The Placodermi are fish known from fossils dating to the Devonian period. The front of its body and head were covered by armoured plates and the rest of its body was scaled or naked.
The placoderms are among the most ancient of jawed fish, and, along with the Acanthodii, the only class of (gnathostomes) to become completely extinct.
Most placoderms were quite small, about 10 or 15 cm in length, but one specialized group of carnivorous types, Dinichthyidae included a few genera reached 4 to 9 meters in length, making them the largest carnivore of the Devonian.

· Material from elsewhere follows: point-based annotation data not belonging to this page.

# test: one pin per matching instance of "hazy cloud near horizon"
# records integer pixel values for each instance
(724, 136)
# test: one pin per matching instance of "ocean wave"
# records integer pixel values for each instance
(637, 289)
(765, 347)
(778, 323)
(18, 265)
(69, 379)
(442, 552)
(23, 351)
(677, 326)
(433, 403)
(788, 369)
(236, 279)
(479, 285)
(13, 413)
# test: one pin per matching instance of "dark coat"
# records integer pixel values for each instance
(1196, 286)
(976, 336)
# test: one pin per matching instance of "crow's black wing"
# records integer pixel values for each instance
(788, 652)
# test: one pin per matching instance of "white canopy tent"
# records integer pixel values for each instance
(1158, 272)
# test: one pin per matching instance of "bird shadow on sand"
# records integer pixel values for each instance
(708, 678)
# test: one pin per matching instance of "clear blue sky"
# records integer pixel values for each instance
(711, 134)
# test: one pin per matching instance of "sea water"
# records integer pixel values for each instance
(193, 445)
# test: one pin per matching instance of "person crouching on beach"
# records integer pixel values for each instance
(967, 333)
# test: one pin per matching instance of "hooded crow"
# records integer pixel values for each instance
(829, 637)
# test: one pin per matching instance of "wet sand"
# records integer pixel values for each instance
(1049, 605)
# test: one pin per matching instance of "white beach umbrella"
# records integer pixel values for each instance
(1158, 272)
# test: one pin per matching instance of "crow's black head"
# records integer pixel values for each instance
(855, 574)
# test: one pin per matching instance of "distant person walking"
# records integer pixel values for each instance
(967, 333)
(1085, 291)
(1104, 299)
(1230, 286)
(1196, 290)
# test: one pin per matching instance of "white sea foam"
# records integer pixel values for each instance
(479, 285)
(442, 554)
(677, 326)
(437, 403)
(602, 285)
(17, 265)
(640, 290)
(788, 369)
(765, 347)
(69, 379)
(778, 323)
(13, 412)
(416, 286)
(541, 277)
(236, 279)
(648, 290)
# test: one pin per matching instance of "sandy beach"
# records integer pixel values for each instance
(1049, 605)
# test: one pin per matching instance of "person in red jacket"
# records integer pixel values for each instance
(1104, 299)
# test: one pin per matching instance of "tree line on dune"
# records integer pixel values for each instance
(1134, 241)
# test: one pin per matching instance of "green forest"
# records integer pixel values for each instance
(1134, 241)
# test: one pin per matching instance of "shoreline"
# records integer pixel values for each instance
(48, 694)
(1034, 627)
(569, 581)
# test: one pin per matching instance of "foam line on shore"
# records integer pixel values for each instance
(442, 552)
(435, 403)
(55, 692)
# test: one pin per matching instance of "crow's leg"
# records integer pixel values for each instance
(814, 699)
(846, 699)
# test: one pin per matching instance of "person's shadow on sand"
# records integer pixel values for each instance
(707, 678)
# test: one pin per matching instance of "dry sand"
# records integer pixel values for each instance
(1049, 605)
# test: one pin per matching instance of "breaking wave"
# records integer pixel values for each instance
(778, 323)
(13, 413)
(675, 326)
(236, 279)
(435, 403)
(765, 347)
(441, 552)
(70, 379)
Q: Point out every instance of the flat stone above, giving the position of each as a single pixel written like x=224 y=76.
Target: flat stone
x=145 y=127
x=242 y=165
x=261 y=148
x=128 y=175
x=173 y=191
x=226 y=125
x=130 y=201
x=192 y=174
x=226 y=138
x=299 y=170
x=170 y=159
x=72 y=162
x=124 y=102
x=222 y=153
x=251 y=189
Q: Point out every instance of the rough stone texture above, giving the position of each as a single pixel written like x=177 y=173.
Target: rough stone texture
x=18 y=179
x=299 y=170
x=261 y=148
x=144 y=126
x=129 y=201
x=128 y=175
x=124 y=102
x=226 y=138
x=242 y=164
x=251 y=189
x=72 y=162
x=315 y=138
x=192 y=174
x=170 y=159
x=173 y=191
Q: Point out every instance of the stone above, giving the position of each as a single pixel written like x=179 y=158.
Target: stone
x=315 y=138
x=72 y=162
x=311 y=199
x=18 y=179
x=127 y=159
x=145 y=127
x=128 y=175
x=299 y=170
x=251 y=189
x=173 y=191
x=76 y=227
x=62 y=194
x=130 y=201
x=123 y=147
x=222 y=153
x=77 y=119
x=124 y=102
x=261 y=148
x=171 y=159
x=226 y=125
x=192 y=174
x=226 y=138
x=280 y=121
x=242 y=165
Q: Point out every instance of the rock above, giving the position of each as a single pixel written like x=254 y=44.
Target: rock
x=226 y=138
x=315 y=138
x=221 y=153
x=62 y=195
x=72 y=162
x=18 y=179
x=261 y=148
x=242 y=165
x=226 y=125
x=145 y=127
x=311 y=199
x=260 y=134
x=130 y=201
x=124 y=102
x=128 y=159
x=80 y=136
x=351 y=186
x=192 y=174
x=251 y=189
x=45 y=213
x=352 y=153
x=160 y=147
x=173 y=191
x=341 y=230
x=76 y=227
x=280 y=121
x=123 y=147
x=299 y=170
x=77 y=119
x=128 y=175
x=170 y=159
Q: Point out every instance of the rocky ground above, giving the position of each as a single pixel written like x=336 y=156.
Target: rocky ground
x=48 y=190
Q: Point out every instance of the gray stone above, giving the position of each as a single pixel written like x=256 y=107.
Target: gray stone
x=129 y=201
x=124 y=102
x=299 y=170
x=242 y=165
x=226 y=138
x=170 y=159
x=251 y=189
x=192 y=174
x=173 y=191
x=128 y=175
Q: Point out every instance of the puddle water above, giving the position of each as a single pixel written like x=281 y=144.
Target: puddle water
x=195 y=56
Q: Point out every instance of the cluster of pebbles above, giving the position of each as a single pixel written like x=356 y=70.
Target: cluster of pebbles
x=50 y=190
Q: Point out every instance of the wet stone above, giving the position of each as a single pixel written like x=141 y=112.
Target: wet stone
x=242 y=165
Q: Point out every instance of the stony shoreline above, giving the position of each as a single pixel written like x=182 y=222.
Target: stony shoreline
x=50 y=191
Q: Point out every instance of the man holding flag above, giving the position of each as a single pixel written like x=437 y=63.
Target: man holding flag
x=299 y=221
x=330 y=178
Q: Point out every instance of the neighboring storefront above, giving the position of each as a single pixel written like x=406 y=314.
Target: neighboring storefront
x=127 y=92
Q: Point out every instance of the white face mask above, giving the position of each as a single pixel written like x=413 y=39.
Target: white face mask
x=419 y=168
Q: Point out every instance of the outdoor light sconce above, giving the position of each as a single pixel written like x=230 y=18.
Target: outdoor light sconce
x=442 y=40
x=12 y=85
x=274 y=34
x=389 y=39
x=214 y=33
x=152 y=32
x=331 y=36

The placoderms were seemingly little affected by the extinction at the end of the Frasnian Age, yet the group dwindled during the Famennian and died out at the Devonian/Carboniferous boundary, without leaving any descendents.
Placoderms bore heavy bony armor on the head and neck, often with an unusual joint in the dorsal armor between the head and neck regions; this joint apparently allowed the head to move upwards as the jaw dropped downwards, creating a larger gape.
In a sense, placoderms represent an "early experiment" in the evolution of jawed fish; they radiated into a number of body shapes and ecological niches, which were occupied by other fish lineages after the extinction of the placoderms.
Placoderms survived until the very end of the Devonian, and their extinction appears to have been quite sudden, but its causes are still unknown.